Bill Flanagan

Personal information
- Full name: William Flanagan

Playing information
- Position: Prop, Lock, Hooker
Club
| Years | Team | Pld | T | G | FG | P |
| 1926–29 | University | 45 | 12 | 32 | 0 | 100 |
- Source:

= Bill Flanagan (rugby league) =

Australian rugby league footballer

Bill Flanagan was an Australian rugby league footballer who played in the 1920s. He played for University in the New South Wales Rugby League (NSWRL) competition.

==Playing career==
Flanagan made his first grade debut for University against Western Suburbs in Round 12 1926 at the Sydney Cricket Ground. Flanagan scored a try in the 20-8 victory.

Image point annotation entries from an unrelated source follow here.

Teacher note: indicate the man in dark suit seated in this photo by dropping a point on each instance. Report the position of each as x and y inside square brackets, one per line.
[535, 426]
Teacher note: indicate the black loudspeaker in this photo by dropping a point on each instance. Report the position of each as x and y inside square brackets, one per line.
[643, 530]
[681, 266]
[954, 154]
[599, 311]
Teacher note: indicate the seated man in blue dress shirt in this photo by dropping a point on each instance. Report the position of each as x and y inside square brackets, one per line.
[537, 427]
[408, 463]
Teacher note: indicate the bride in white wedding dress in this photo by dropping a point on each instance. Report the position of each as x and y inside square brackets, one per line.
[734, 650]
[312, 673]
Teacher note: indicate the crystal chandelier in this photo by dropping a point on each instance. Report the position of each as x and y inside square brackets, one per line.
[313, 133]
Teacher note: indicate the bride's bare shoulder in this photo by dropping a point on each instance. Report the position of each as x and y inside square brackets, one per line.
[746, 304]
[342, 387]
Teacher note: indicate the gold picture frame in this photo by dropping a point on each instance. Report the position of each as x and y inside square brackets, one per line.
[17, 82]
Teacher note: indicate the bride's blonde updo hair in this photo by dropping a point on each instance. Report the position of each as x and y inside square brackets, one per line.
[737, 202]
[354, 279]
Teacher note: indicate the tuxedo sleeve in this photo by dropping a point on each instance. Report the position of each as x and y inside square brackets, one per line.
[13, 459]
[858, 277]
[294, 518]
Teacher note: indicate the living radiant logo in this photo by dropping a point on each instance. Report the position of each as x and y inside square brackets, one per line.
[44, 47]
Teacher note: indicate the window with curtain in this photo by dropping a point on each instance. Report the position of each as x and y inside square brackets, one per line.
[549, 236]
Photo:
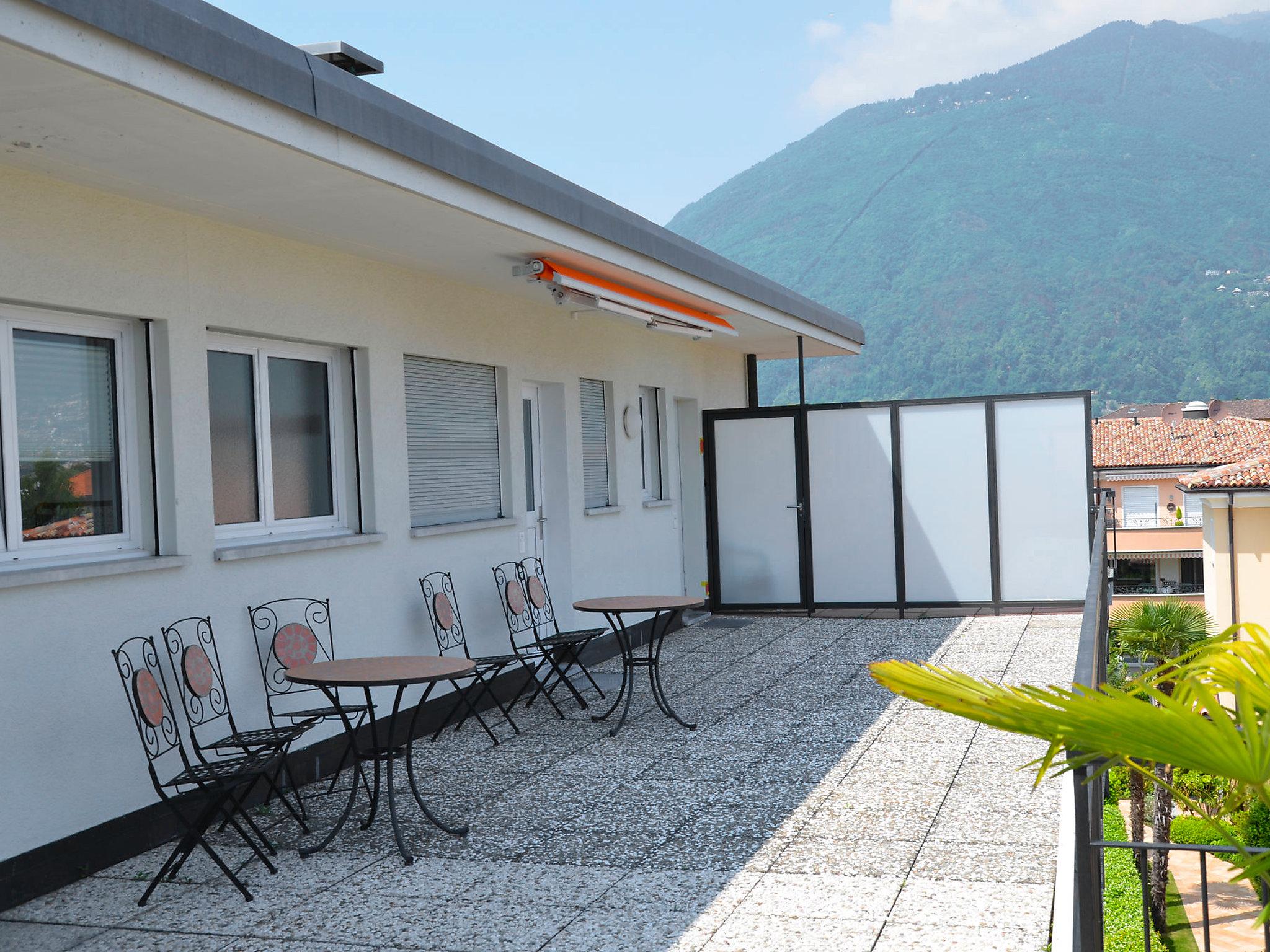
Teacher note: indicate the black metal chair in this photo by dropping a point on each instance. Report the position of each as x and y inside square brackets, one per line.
[215, 788]
[290, 632]
[196, 667]
[531, 622]
[447, 627]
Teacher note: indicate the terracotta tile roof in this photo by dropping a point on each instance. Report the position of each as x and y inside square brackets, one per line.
[1150, 442]
[1249, 474]
[1253, 409]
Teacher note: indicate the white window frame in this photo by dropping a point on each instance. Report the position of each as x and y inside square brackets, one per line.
[1152, 521]
[652, 443]
[610, 446]
[259, 351]
[13, 545]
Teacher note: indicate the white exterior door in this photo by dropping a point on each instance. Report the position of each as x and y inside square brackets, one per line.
[535, 519]
[1140, 506]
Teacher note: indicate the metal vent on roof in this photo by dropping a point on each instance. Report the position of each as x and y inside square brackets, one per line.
[346, 58]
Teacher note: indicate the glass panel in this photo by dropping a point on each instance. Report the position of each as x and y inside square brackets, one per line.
[300, 438]
[756, 493]
[231, 404]
[651, 442]
[1043, 499]
[944, 460]
[530, 503]
[853, 506]
[68, 444]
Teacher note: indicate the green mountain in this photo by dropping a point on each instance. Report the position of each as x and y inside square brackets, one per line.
[1080, 220]
[1241, 25]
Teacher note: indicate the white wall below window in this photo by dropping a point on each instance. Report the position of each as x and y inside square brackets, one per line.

In 1926, University went on to finish 4th on the table and qualified for their first finals campaign. The Students went on to defeat Glebe in the preliminary final. In the grand final, The Students opponents were South Sydney who boasted the likes of George Treweek, Eddie Root and Alf Blair and had gone the previous season undefeated. Flanagan played at prop in the game as Souths raced out to an 11-0 lead at halftime. A second half fightback by University was not enough and Souths ran out winners 11-5 at the Royal Agricultural Society Grounds in front of 20,000 spectators.

In 1927, University finished last on the table and claimed the wooden spoon in a complete form reversal. University did much better the following season in 1928 finishing 5th. In Flanagan's last season with the club, they finished last on the table winning only 2 games for the entire year. Flanagan finished the top point scorer for the club with 65 points.